MMM am 19.10.: Wer bin ich, und ist das die selbe Frau, für die ich auch nähe?

Heute trage ich eine Kombination, die ich so seit drei Jahren immer wieder trage. Die ich auch hier schon mehrfach gezeigt habe.  Die Frau von Welt umwickelt den zerschnittenen Finger dazu natürlich mit farblich passendem Fingerflex. Es sind immer die Kleinigkeiten!mmm-19-10-16

Der Rock (Norma aus Ottobre 5/2010) ist eins der echten „Bread and Butter“ -Teile, von denen ich immer noch nicht genug zu haben glaube. Aber stimmt das überhaupt? In letzter Zeit habe ich vermehrt Kaufkleidung getragen, irgendwie war mir die Auswahl bei den eigenen Sachen zu gering. Aber ich ertappte mich dabei, dass ich meine beiden mindestens fünf oder sechs Jahre alten Jeans in Dauerschleife mit immer den selben fünf oder sechs alten Shirts trug. Der Schrank ist voll, aber im Grunde beschränke ich mich auf 10 bis 12 Teile, die ich nicht einmal untereinander unterschiedlich kombiniere. Pulli A zu Rock 1, T-Shirt B zu Hose 2. Nicht wirklich kreativ. Kann ich auch mit den selbst genähten Sachen haben. So wie heute. Bekannt, vertraut, sicher.

Natürlich gibt es auch objektive Gründe für diese Art der Beschränkung. Ich habe viele Einzelstücke, und wenige „Allrounder“, Ober- und Unterteile, die zu allem im Schrank passen. Auf meiner Nähliste stehen viele „missing links“, aber seit Monaten komme ich nicht zum Nähen. Ich bin frustriert.

Trotzdem erklärt das nicht meine merkwürdige Abneigung, selber genähtes zu tragen. Vielleicht sind die neuen Sachen zu formell, nicht ganz so bequem oder kuschelig wie die alten. Früher habe ich grundsätzlich Komfort dem Chic vorgezogen. Fleece-Pulli statt Bluse oder T-Shirt und Strickjacke.  Aber eigentlich passt das nicht mehr zu meiner Selbstwahrnehmung. Trotzdem fühlen sich die neuen Kleider fremd an. Möglicherweise deshalb, weil sie genau das sind: Kleider. In denen man sich auch ein bisschen zurecht gemacht fühlt. Etwas, dass mir das Gefühl von „Aufwand betreiben“ gibt, obwohl es objektiv genau so viel Aufwand bedeutet, in eine Strumpfhose zu schlüpfen und ein Kleid überzustülpen, wie eine Jeans  und einen Pulli anzuziehen. Im Gegenteil, denn für letzteres braucht man ja noch extra Strümpfe. Bin ich wohlmöglich doch der „Jeans-und-Fleece-Pulli“-Typ? Benähe ich die Frau, die ich gerne wäre an Stelle der Frau, die ich bin? Un wenn ja, warum?

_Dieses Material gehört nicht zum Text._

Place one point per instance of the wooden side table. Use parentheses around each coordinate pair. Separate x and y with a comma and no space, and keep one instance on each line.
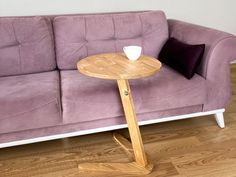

Ich frage mich, ob das anderen auch so geht. Hat sich Euer Stil geändert, seit Ihr selber näht? Oder Eure Selbstwahrnehmung? Für wen näht Ihr? Für die Frau, die Ihr immer wart oder für die, die Ihr gerne währt? Und wie wohl fühlt Ihr Euch dann in Eurer selbstgenähten Kleidung?

Am heutigen MeMade Mittwoch stellen viele Frauen ihre selbstgenähte Kleidung vor. Vielleicht stellt sich die eine oder andere die selben Fragen leise oder auch laut.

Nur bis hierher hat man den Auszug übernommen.